Last August, Alan Barclay visited us during his tour of several nordic regions, and we found time to play some things, including Electric Bastionland. This was played before Kristoffer proceeded to get the full version of the game and play it with others, as we discussed in the conversation posted as Sewer madness.

Despite the common element of the Below (i.e., sewers), this was a totally different game, a single session GMed by me, using only the free preview version at the publisher’s website. The players (in the order of the characters in the file below) included Daniel, Helma, Alan, Johan, and Kristoffer.

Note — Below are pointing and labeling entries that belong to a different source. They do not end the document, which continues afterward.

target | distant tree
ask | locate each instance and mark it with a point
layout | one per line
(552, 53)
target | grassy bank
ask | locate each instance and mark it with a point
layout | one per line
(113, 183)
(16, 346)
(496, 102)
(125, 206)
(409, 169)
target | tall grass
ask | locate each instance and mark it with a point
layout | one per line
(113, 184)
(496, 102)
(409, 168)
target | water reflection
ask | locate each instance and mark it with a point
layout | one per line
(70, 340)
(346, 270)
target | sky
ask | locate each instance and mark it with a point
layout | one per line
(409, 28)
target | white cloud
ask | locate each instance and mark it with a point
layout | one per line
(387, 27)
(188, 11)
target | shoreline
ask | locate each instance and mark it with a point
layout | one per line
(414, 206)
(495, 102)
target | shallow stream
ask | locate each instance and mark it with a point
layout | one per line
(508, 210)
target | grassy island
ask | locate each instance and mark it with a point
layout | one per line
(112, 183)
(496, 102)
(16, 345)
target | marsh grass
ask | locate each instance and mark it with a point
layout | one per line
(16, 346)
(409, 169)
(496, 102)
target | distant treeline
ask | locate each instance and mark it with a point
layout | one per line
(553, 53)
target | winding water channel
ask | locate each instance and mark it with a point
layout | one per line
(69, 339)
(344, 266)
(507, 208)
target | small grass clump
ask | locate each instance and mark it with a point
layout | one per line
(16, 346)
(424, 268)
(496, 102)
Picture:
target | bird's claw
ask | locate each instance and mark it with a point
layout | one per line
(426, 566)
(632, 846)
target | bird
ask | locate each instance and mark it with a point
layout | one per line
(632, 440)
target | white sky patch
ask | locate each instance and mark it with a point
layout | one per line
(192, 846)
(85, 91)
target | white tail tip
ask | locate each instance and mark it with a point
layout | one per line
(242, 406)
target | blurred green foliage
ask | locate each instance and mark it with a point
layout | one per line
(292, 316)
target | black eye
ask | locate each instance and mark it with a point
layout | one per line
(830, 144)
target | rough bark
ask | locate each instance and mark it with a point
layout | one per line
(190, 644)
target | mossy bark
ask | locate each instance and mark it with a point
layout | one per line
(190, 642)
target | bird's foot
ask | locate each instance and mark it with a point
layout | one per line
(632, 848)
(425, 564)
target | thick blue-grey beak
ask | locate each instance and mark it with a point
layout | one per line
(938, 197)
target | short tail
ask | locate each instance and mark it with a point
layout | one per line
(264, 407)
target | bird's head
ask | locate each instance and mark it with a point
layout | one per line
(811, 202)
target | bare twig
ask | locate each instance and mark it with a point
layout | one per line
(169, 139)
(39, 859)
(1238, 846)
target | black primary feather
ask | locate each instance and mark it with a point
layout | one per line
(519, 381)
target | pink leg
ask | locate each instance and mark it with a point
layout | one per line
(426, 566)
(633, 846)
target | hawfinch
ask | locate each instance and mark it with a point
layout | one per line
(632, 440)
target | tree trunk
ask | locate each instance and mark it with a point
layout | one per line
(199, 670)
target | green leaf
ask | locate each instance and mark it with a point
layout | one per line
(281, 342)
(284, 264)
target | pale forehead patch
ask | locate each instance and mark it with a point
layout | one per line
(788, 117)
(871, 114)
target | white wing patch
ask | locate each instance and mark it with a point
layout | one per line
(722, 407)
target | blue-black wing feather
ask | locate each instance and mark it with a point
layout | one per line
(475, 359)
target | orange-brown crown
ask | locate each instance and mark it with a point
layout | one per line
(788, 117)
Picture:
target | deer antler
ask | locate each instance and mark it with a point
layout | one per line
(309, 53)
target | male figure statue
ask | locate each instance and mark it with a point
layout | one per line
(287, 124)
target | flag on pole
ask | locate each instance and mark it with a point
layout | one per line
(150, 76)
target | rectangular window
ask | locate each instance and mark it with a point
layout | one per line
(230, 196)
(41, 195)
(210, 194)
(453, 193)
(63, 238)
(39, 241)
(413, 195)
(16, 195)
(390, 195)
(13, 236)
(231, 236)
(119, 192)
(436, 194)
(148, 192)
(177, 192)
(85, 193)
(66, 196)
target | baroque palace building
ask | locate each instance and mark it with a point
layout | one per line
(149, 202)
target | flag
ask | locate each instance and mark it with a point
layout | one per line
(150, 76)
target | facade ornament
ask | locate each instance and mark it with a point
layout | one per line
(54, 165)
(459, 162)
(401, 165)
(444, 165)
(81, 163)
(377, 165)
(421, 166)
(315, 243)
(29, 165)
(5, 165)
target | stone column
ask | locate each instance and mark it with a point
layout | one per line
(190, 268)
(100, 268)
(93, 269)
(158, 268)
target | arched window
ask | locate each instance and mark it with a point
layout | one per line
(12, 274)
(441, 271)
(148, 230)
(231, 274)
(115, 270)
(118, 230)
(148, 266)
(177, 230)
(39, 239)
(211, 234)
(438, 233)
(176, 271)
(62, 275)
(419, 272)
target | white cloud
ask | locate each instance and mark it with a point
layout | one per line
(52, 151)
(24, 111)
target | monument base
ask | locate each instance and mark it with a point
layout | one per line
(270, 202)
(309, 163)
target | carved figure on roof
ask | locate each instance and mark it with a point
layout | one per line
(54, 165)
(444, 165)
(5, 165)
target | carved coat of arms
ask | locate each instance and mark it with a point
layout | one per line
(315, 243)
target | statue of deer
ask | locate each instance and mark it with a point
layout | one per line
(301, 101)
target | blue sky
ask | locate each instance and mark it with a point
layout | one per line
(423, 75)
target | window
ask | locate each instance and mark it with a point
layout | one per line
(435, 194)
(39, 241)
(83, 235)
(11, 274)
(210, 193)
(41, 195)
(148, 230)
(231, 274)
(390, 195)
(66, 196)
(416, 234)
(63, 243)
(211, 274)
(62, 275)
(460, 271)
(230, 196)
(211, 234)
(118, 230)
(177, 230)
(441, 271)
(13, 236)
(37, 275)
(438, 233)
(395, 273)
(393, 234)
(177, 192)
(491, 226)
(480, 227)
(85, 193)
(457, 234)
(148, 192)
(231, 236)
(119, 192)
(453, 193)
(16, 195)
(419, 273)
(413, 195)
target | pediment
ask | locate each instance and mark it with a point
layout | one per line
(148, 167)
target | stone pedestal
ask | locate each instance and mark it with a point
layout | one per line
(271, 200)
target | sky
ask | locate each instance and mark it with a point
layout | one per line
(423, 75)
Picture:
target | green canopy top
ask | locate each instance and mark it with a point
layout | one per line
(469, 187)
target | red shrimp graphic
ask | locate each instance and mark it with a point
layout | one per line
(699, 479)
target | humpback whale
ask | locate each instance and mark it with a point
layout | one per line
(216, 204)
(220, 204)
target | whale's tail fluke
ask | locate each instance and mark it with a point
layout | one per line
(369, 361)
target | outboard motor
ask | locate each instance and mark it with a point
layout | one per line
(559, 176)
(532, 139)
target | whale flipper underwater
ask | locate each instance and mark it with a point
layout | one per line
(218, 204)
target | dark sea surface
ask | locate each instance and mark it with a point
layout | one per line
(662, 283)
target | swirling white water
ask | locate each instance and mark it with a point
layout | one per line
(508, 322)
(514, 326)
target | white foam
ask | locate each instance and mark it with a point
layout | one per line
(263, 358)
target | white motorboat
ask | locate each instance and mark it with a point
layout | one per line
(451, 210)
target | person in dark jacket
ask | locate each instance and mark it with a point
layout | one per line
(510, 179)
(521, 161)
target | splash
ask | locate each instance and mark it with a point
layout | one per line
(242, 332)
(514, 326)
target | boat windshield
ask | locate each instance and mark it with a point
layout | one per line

The map is made from sewer geomorphs drawn by Dyson Logos, from my well-stocked folder with his name on it. If you’d like to follow along in play, they began in the room just about in the center of the square in the rightmost column, center row. The circle is the grate in the ceiling. The pile of time-ish disks that they were seeking is located at the star in the square above that one.

As it happened, there was a logistic hassle at Spelens Hus that week, so we played at Daniel’s apartment. I don’t include personal dwellings in my recordings so we stayed with audio only.

In the final audio file, I mentioned that I wanted to write about things that were provided / things that I provided, for this game. It’s the same topic which Kristoffer developed in our conversation, but here, I was working with a much less detailed text and I think the process is made clearer, or seemed very stark to me at the time.

Briefly: that nothing the texxt provided was finished, and simultaneously, nothing I provided was entirely external. Whatever I read, I could develop, and whatever I felt like adding, seemed to prompt specific textual material or related concepts. Now, I suggest that this interplay is very common and always available in playing games with inspiring texts, but I also suggest it’s an underdeveloped skill, worth pursuing.